Hi Thomas Monjalon,

First, let's describe the scenario where we discovered the problem at that time as follows:

This error can be reproduced as follows:
1. In the client ECS with an MTU of 1500, initiate traffic using the command "iperf3 -c {dst ip} -b 1m -M 125 -t 8000". It will trigger TCP segmentation.
2. On the host machine, TCP segmentation is performed through the 'rte_gso_segment' function.
3. After the gso, a packet in one mbuf will be split into multiple segments.
4. When calculating the TCP checksum using the 'rte_raw_cksum_mbuf' function, it will enter the 'hard case: process checksum of several segments' of the function. At this point, a calculation error may occur.
5. In the destination ECS, the InCsumErrors statistic can be viewed using the command "netstat -st | grep -i csum". The erroneous packets can also be confirmed via the tcpdump command.

The following is a detailed description of a captured erroneous packet.

The hex stream of the packet is as follows:
00163e0b6bd2eeffffffffff0800450000a50d7a40004006b94bc0a8f91dc0a8f91ed5d2145146f9d990e10d6a2d8010020040a200000101080a95ac86ba091145d3ffffffffffffffffffffffffffffffffffffffffffffffffffffffffffffffffffffffffffffffffffffffffffffffffffffffffffffffffffffffffffffffffffffffffffffffffffffffffffffffffffffffffffffffffffffffffffffffffffffffffffffffffffffffffff

This is a packet in the format of Eth + IPv4 + TCP + Payload.

Taking the above-mentioned packet as an example, the calculation process of 'rte_raw_cksum_mbuf' is as follows:
1. Due to the small MSS, TSO fragmentation was triggered, generating 3 mbufs.
2. The data_len of the first mbuf is 66 bytes, containing the Ethernet header, IPv4 header, and TCP header.
3. The data_len of the second mbuf is 61 bytes.
4. The data_len of the third mbuf is 52 bytes.
5. When calculating the checksum of the TCP header for such an mbuf chain using the rte_raw_cksum_mbuf function, the 'tmp' value obtained during the calculation of the third mbuf is 0x19FFE6.
6. After applying rte_bswap16, tmp becomes 0xE6FF, with 0x19 discarded.

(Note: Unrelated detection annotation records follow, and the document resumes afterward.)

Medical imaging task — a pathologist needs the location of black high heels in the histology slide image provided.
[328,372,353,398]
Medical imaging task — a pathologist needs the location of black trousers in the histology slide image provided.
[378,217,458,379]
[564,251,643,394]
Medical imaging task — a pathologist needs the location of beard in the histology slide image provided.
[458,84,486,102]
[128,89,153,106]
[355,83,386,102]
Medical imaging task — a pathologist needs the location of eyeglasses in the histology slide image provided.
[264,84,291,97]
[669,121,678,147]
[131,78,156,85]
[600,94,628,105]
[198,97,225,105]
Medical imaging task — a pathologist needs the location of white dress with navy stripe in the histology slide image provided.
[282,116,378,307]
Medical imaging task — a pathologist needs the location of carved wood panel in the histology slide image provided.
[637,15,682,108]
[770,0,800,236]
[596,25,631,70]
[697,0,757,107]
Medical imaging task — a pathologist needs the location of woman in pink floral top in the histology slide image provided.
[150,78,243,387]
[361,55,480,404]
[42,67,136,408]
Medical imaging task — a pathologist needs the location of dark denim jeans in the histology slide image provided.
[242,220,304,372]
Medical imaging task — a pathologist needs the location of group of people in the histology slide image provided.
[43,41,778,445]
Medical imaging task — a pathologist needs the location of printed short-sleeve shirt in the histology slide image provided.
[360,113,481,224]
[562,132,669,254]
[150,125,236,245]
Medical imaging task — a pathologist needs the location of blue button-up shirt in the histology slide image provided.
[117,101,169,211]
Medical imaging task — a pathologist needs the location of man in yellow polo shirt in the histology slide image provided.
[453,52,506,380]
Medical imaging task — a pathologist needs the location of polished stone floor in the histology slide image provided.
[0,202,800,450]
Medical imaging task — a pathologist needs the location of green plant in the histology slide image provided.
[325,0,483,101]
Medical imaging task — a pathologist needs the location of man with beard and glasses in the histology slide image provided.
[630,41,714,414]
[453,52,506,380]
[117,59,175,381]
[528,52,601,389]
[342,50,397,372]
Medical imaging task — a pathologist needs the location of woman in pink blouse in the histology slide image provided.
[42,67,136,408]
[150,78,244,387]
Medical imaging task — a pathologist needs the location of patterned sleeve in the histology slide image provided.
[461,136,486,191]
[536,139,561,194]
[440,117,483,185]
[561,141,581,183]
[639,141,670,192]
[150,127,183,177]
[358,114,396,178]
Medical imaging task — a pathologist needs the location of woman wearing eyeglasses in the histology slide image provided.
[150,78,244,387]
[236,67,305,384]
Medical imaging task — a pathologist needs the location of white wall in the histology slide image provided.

This results in an incorrect final checksum.

Second, Not all multiseg packets will cause calculation errors in the 'rte_raw_cksum_mbuf' function. There are two cases that can lead to incorrect final results.
1. If the value of 'tmp' is greater than 0xFFFF, 'tmp = rte_bswap16((uint16_t)tmp)' will drop high 16 bit.
2. Both 'tmp' and 'sum' is uint32_t, if the value of 'sum' is greater than 0xFFFFFFFF, 'sum += tmp' will drop the carry when overflow. 

Third, in our online cloud network, we found that the problem only occurs when there are 3 or more segments. I believe that the aforementioned issue may be triggered when there are 3 or more segments, but a test case with 3 segments is sufficient to detect this problem.

On Mon, Aug 11, 2025 at 10:42 PM Thomas Monjalon <thomas@monjalon.net> wrote:
Hello,

04/08/2025 05:54, Su Sai:
> The rte_raw_cksum_mbuf function is used to compute
> the raw checksum of a packet.
> If the packet payload stored in multi mbuf, the function
> will goto the hard case. In hard case,
> the variable 'tmp' is a type of uint32_t,
> so rte_bswap16 will drop high 16 bit.
> Meanwhile, the variable 'sum' is a type of uint32_t,
> so 'sum += tmp' will drop the carry when overflow.
> Both drop will make cksum incorrect.
> This commit fixes the above bug.

Thank you for the fix and the associated test.

Please could describe the exact condition to get a wrong checksum?
Does it happen with all multiseg packets?
3 segments is a minimum? Any other constraint to reproduce?